Fake cryptocurrency exchange account security phishing — non-official sender impersonates Coinbase, Binance, Kraken, or Gemini claiming the recipient's account has been locked, suspended, or flagged for suspicious activity, then harvests login credentials or government ID documents through a phishing portal, enabling irreversible theft of all held cryptocurrency

Phishing emails impersonating Coinbase, Binance, Kraken, Gemini, or other major cryptocurrency exchanges claiming the recipient's account has been flagged for suspicious activity, unauthorized access, unusual login attempts, or policy violations — and requiring identity verification (government ID, driver's license, passport), credential confirmation, or sign-in through a phishing portal. Successful account takeover is permanent and financially catastrophic: cryptocurrency withdrawals are irreversible by nature, and exchanges typically do not insure against phishing-related theft.

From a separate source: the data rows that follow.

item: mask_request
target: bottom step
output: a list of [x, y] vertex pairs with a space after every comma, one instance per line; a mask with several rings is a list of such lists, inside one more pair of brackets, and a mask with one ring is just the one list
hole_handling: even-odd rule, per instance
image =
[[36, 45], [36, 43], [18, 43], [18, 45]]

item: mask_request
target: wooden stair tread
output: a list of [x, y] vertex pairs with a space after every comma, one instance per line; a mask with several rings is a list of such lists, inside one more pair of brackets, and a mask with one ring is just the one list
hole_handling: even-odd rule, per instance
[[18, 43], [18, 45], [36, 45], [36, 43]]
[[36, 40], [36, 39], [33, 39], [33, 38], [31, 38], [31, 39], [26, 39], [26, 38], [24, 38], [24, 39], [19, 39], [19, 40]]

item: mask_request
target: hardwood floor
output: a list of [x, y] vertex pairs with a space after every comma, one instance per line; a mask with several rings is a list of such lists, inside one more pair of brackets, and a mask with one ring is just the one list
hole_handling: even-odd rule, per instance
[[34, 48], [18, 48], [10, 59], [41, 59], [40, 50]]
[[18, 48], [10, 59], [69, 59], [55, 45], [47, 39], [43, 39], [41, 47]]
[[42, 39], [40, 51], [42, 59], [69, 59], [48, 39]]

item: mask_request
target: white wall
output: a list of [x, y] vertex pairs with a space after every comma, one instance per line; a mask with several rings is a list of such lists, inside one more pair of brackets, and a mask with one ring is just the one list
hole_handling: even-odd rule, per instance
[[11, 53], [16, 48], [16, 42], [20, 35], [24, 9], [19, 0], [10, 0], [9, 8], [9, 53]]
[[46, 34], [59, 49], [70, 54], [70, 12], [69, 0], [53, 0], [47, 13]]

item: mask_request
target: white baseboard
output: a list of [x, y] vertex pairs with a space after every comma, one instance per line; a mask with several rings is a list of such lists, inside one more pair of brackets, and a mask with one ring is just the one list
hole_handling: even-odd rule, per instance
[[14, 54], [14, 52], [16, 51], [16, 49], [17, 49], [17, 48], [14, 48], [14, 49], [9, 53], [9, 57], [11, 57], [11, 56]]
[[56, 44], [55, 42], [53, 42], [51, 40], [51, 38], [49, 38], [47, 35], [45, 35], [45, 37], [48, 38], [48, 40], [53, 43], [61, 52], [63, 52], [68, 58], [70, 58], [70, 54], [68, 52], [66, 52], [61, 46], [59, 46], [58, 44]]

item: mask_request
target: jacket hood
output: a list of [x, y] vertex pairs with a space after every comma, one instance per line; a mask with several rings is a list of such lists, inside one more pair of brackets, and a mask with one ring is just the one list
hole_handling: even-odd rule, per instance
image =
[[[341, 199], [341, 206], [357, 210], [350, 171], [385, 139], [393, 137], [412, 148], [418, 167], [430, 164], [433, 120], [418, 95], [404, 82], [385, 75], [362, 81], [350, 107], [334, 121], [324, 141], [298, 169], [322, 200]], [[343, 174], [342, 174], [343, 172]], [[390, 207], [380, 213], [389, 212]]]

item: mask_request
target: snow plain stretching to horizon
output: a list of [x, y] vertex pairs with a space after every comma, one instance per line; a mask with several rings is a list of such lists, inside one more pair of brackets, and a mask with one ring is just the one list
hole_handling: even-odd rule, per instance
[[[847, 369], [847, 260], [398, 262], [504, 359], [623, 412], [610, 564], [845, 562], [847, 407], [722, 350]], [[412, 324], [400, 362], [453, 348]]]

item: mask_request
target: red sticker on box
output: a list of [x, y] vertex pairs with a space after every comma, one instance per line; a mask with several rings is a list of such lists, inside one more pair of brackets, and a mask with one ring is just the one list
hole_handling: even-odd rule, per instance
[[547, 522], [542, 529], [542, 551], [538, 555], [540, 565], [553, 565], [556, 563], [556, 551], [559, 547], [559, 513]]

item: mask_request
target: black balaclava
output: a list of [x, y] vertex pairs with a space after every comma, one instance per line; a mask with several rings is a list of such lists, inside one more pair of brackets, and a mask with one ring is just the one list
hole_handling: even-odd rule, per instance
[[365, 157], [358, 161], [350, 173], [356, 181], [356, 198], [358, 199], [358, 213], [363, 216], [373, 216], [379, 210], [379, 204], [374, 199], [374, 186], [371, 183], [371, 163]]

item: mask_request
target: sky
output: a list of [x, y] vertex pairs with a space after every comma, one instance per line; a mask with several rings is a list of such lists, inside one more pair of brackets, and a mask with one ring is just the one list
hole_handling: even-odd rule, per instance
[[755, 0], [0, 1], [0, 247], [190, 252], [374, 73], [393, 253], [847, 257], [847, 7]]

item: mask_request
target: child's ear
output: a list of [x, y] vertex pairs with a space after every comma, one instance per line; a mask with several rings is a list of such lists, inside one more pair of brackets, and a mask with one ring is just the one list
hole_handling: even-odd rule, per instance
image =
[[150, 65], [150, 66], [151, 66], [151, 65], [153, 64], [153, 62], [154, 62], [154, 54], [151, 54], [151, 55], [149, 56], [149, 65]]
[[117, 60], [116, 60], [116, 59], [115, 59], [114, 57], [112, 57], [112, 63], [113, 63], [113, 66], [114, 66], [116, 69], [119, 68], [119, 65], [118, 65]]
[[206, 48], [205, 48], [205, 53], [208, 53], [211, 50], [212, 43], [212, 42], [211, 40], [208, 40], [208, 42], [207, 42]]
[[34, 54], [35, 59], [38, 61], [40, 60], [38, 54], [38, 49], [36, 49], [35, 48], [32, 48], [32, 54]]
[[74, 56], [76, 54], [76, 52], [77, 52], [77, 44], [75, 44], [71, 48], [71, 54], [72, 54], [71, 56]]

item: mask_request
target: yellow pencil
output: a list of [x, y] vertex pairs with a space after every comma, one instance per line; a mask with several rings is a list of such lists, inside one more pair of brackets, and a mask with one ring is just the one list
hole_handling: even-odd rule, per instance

Key facts: (1) FBI IC3 2023: total cryptocurrency fraud losses reached $3.94 billion; exchange impersonation phishing is among the top initial access vectors; (2) Real exchanges (Coinbase, Binance) send security notifications exclusively through their official domains with List-Unsubscribe headers and never request government ID uploads by email — KYC verification is done through the exchange's official mobile app or website; (3) Credential harvesting portals exactly replicate exchange login pages using web scraping and are often hosted on lookalike domains (coinbase-secure.net, binance-alerts.com); (4) Account takeover victims often lose all held crypto within minutes of credential capture. Warning signs: email from any domain other than the official exchange domain, "account suspended" or "suspicious activity" from an unsolicited email, request to upload government ID by email, urgency framing (24-hour suspension deadline).